1. Contenção e Dissuasão Ampliada (A China e a Coreia do Norte)
O principal ganho dos EUA é o reforço da capacidade de dissuasão contra a Coreia do Norte e, crucialmente, contra a China no Mar Amarelo e no Pacífico Ocidental.
Poder de Segunda Retaliação: Submarinos de propulsão nuclear, embora não estejam armados com mísseis nucleares (a princípio), oferecem uma capacidade de permanência e discrição infinitamente maior do que os submarinos convencionais. Isso significa que, em caso de ataque, a Coreia do Sul teria uma plataforma mais robusta para responder, aumentando a credibilidade da sua dissuasão convencional.

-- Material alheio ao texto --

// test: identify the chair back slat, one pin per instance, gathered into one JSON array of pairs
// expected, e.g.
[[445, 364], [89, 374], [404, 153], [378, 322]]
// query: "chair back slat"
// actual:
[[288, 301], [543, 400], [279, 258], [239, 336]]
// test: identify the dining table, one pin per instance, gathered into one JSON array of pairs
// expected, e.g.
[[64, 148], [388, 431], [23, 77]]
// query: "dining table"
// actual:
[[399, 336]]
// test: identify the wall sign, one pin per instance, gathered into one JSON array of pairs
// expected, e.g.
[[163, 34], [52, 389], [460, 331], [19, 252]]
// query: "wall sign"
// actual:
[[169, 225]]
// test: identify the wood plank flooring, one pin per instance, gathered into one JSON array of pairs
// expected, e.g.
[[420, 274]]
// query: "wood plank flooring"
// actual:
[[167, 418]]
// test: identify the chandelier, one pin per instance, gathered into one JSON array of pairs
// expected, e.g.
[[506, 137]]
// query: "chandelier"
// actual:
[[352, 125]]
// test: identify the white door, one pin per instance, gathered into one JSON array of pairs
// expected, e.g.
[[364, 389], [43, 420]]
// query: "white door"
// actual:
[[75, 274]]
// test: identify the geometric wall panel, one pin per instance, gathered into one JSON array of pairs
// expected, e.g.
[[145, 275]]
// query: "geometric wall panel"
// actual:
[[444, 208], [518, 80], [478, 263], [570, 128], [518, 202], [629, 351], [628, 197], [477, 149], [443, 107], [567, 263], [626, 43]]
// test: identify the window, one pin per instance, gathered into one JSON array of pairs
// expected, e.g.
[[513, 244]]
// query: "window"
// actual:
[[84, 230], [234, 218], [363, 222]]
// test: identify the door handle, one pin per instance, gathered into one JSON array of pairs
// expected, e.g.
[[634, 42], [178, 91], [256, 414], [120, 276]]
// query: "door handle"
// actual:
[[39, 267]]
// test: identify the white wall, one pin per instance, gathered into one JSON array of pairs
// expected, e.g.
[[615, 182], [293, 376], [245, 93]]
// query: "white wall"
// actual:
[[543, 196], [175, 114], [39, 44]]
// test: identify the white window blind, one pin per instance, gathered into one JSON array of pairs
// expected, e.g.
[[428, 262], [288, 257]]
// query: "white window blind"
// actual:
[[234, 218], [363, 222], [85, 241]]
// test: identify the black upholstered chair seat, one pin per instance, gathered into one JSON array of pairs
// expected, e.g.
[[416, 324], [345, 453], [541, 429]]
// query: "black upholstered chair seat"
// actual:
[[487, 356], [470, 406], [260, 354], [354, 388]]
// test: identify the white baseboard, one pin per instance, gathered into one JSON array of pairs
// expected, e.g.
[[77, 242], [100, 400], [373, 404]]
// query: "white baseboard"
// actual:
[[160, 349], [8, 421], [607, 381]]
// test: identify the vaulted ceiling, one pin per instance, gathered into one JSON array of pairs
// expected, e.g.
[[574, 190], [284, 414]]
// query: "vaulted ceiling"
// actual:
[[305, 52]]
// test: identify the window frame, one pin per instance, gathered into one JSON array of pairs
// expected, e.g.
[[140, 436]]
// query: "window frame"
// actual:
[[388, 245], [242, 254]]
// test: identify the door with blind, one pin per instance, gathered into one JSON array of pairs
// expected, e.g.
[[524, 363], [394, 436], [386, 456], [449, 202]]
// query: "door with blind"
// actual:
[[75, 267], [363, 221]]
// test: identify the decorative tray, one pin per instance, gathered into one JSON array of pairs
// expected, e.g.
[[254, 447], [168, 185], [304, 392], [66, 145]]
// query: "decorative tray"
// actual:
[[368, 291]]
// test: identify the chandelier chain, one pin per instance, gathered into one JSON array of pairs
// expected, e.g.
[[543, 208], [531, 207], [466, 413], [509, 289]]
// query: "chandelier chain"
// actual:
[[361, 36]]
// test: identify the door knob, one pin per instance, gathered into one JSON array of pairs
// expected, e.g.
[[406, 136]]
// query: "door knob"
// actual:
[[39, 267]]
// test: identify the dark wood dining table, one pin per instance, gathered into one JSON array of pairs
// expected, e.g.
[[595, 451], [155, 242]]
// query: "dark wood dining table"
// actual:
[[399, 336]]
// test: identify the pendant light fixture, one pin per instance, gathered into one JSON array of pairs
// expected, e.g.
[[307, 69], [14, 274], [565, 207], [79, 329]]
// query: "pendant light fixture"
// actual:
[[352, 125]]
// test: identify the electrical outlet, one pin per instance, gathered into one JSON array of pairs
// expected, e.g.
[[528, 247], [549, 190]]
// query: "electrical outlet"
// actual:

Avanço da Fronteira Tecnológica: Ao ajudar Seul, Washington integra o aliado mais profundamente à sua arquitetura de segurança. A Coreia do Sul, com submarinos nucleares, pode contribuir mais efetivamente para a vigilância anti-submarina e para o equilíbrio de poder naval que hoje é dominado pela rápida expansão da Marinha da China (PLAN).
2. A Consolidação da Aliança e a Prevenção da Proliferação
O apoio dos EUA à Coreia do Sul nesse projeto é uma ferramenta de consolidação de aliança. Seul tem demonstrado frustração com a falta de opções defensivas contra a Coreia do Norte, o que alimenta o debate interno sobre a necessidade de desenvolver suas próprias armas nucleares (proliferação).
Fidelização do Aliado: Ao oferecer a tecnologia de propulsão nuclear (que é o elemento mais complexo e restrito), os EUA mantêm a Coreia do Sul sob seu guarda-chuva nuclear e garantem que o país não rompa o Tratado de Não Proliferação Nuclear (TNP) para desenvolver armas. É uma forma de ceder um pouco de poder para manter o controle total sobre o poder nuclear.
Precedente AUKUS: Essa cooperação segue a linha da recente parceria AUKUS (Austrália, Reino Unido e EUA), demonstrando que Washington está disposto a compartilhar tecnologia nuclear sensível com aliados estratégicos para fins de segurança marítima.
3. Vantagem Econômica e de Mercado
Embora secundário ao ganho estratégico, há um benefício econômico e de mercado. A transferência de tecnologia e o fornecimento de componentes nucleares envolvem contratos militares bilionários que beneficiam a indústria de defesa americana.
Em resumo, a ajuda de Washington é um investimento geopolítico: a Coreia do Sul se torna um aliado militarmente mais capaz e tecnologicamente dependente, atuando como um fator de estabilidade e um contrapeso eficaz à China e à Coreia do Norte em uma das regiões mais tensas do globo.